A select with <-ctx.Done() and out <- v is ~80ns. If the producer is hot and you accept a slight cancellation delay, you can amortise:

const checkEvery = 64
for i := 0; ; i++ {
    if i%checkEvery == 0 {
        if ctx.Err() != nil {
            return
        }
    }
    out <- i // still risks blocking if consumer stops
}

This is dangerous — out <- i without a select can still block forever. The amortisation only helps for the ctx.Err() polling, not for the send.

A safer hybrid: check ctx.Err() every 64 iterations and keep the select on send.

In practice: do not optimise this. The 80ns select overhead is dwarfed by any real production work.
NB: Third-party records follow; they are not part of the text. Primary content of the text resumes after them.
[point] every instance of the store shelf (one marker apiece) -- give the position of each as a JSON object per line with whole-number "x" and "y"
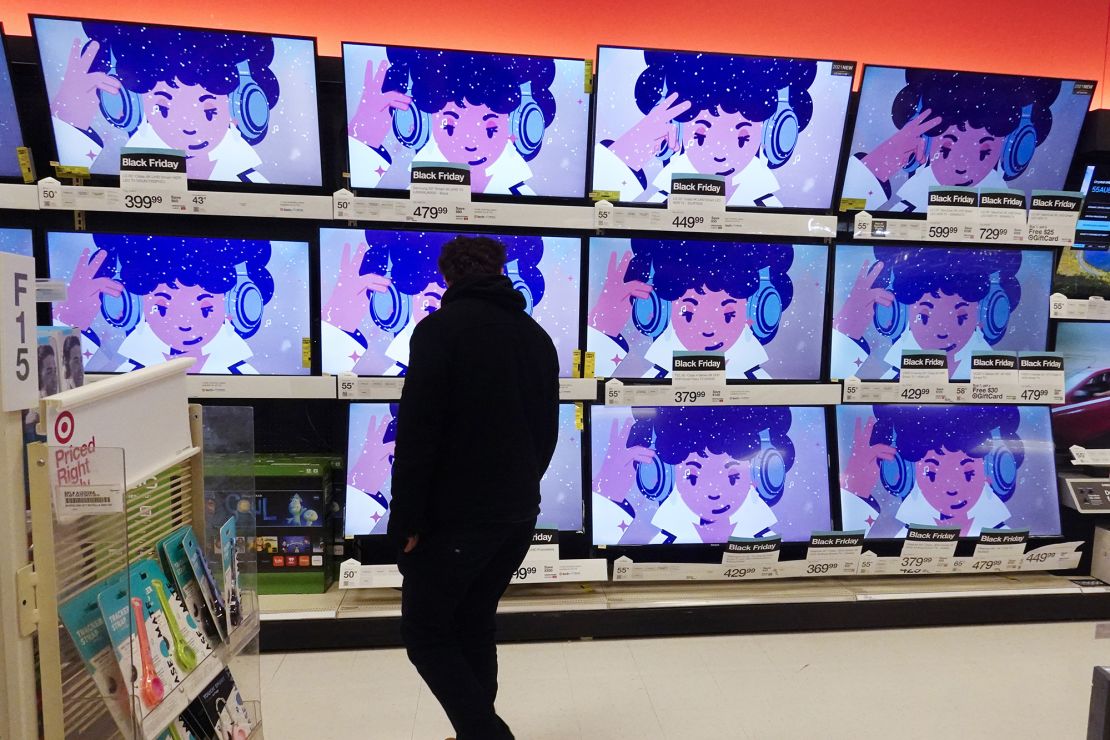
{"x": 20, "y": 198}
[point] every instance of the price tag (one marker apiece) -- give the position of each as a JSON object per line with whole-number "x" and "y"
{"x": 999, "y": 549}
{"x": 19, "y": 377}
{"x": 834, "y": 554}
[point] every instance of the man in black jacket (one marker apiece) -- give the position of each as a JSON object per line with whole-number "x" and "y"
{"x": 476, "y": 429}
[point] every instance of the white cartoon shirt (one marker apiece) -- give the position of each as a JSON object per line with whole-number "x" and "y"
{"x": 747, "y": 354}
{"x": 507, "y": 173}
{"x": 912, "y": 196}
{"x": 234, "y": 159}
{"x": 754, "y": 185}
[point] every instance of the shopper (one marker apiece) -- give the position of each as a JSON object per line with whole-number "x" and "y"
{"x": 476, "y": 429}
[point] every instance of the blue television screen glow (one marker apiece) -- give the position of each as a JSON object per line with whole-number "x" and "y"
{"x": 918, "y": 128}
{"x": 769, "y": 127}
{"x": 236, "y": 306}
{"x": 521, "y": 123}
{"x": 372, "y": 432}
{"x": 241, "y": 105}
{"x": 971, "y": 467}
{"x": 680, "y": 475}
{"x": 887, "y": 300}
{"x": 10, "y": 133}
{"x": 376, "y": 286}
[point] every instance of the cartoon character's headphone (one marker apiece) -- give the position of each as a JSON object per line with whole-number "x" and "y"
{"x": 779, "y": 137}
{"x": 652, "y": 315}
{"x": 656, "y": 478}
{"x": 413, "y": 127}
{"x": 250, "y": 107}
{"x": 392, "y": 308}
{"x": 244, "y": 304}
{"x": 1018, "y": 148}
{"x": 1000, "y": 465}
{"x": 513, "y": 271}
{"x": 995, "y": 312}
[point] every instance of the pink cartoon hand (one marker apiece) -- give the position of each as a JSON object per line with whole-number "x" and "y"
{"x": 613, "y": 308}
{"x": 637, "y": 145}
{"x": 861, "y": 473}
{"x": 82, "y": 298}
{"x": 858, "y": 310}
{"x": 76, "y": 101}
{"x": 375, "y": 464}
{"x": 891, "y": 155}
{"x": 617, "y": 474}
{"x": 347, "y": 304}
{"x": 373, "y": 117}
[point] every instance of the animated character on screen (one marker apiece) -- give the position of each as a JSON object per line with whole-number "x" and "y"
{"x": 394, "y": 279}
{"x": 487, "y": 111}
{"x": 736, "y": 117}
{"x": 954, "y": 466}
{"x": 714, "y": 473}
{"x": 207, "y": 93}
{"x": 956, "y": 301}
{"x": 370, "y": 474}
{"x": 703, "y": 296}
{"x": 955, "y": 129}
{"x": 172, "y": 297}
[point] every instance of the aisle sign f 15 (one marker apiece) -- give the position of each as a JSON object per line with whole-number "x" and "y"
{"x": 19, "y": 377}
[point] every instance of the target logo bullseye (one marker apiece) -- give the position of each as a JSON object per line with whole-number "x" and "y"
{"x": 63, "y": 427}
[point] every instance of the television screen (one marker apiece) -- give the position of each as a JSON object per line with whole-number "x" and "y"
{"x": 376, "y": 285}
{"x": 960, "y": 301}
{"x": 917, "y": 129}
{"x": 1085, "y": 417}
{"x": 17, "y": 241}
{"x": 10, "y": 133}
{"x": 699, "y": 474}
{"x": 769, "y": 127}
{"x": 518, "y": 122}
{"x": 763, "y": 305}
{"x": 370, "y": 467}
{"x": 236, "y": 306}
{"x": 972, "y": 467}
{"x": 241, "y": 105}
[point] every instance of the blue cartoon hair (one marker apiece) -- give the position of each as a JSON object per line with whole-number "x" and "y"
{"x": 969, "y": 429}
{"x": 414, "y": 257}
{"x": 729, "y": 266}
{"x": 148, "y": 54}
{"x": 748, "y": 85}
{"x": 994, "y": 102}
{"x": 919, "y": 271}
{"x": 142, "y": 262}
{"x": 441, "y": 77}
{"x": 734, "y": 431}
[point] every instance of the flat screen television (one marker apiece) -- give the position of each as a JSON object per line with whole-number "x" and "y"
{"x": 17, "y": 241}
{"x": 680, "y": 475}
{"x": 890, "y": 298}
{"x": 921, "y": 128}
{"x": 241, "y": 105}
{"x": 1083, "y": 418}
{"x": 372, "y": 433}
{"x": 520, "y": 122}
{"x": 763, "y": 305}
{"x": 376, "y": 285}
{"x": 11, "y": 135}
{"x": 770, "y": 128}
{"x": 238, "y": 306}
{"x": 972, "y": 467}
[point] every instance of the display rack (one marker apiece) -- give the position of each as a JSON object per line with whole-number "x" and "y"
{"x": 134, "y": 488}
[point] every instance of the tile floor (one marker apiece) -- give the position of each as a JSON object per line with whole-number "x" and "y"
{"x": 1013, "y": 681}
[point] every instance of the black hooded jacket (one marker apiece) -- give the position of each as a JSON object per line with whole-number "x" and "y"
{"x": 478, "y": 415}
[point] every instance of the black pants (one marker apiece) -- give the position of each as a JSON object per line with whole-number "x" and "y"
{"x": 453, "y": 581}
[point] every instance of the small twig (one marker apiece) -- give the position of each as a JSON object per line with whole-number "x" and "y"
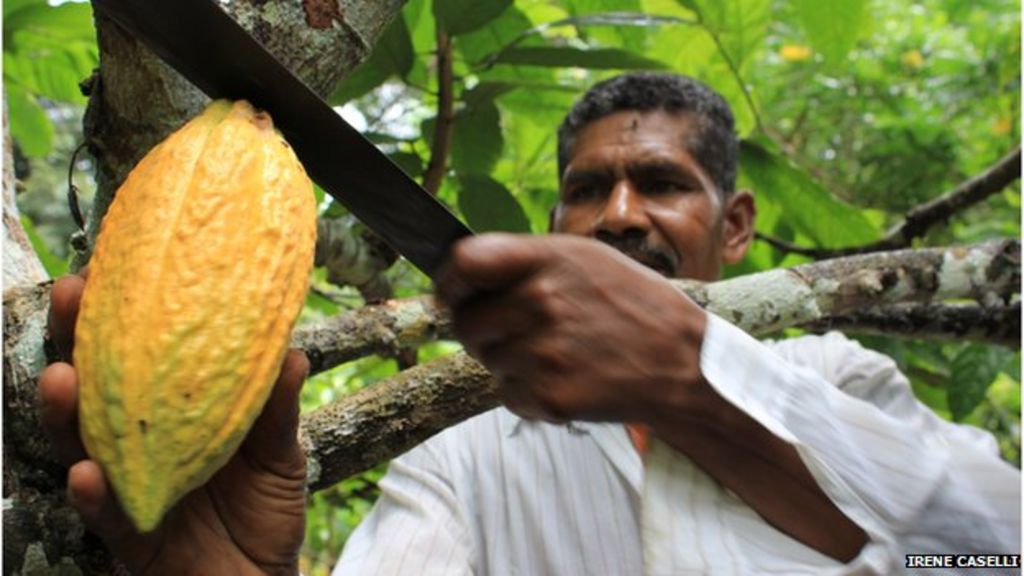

12. Use `runtime.LockOSThread` for low-jitter producers¶

For a generator that must yield with bounded jitter (e.g., real-time data feed), pin its goroutine to an OS thread:

go func() {
    runtime.LockOSThread()
    defer runtime.UnlockOSThread()
    defer close(out)
    // ...
}()

This avoids the goroutine being preempted to another P, at the cost of one whole OS thread for the duration. Use only when measurements show preemption is the bottleneck.

13. Benchmark with realistic data¶

A benchmark that yields int is not representative of a generator yielding []byte JSON payloads. Use realistic types:

type Event struct {
    ID    string
    Bytes []byte // 1-4 KB
    Time  time.Time
}

Now measure. The channel op cost is still ~50ns, but allocation cost of the payload may dominate. Pool the allocations.

14. Profile under contention¶

A generator that performs perfectly in isolation may degrade under real load. Profile the production binary, not the microbenchmark:

go tool pprof http://prod-host:6060/debug/pprof/profile

Look for the generator's send line; if it dominates, your consumer is the actual bottleneck. Optimise the consumer, not the generator.

15. Know when to stop¶

The optimisation ladder:

Right algorithm.
Right iteration mechanism (channel vs iterator).
Right buffer size.
Batching.
Pooling.
Fan-out.
Pointer vs value.
Inline / fuse stages.

Stop when: - The generator is no longer in the top 10% of the CPU profile. - The latency / throughput SLO is met with headroom. - Further changes add complexity without proportional gain.

A clean, idiomatic generator that meets its SLO is better than a 5% faster one that nobody can maintain. Optimise with the SLO in mind, and stop the moment the SLO is comfortably met.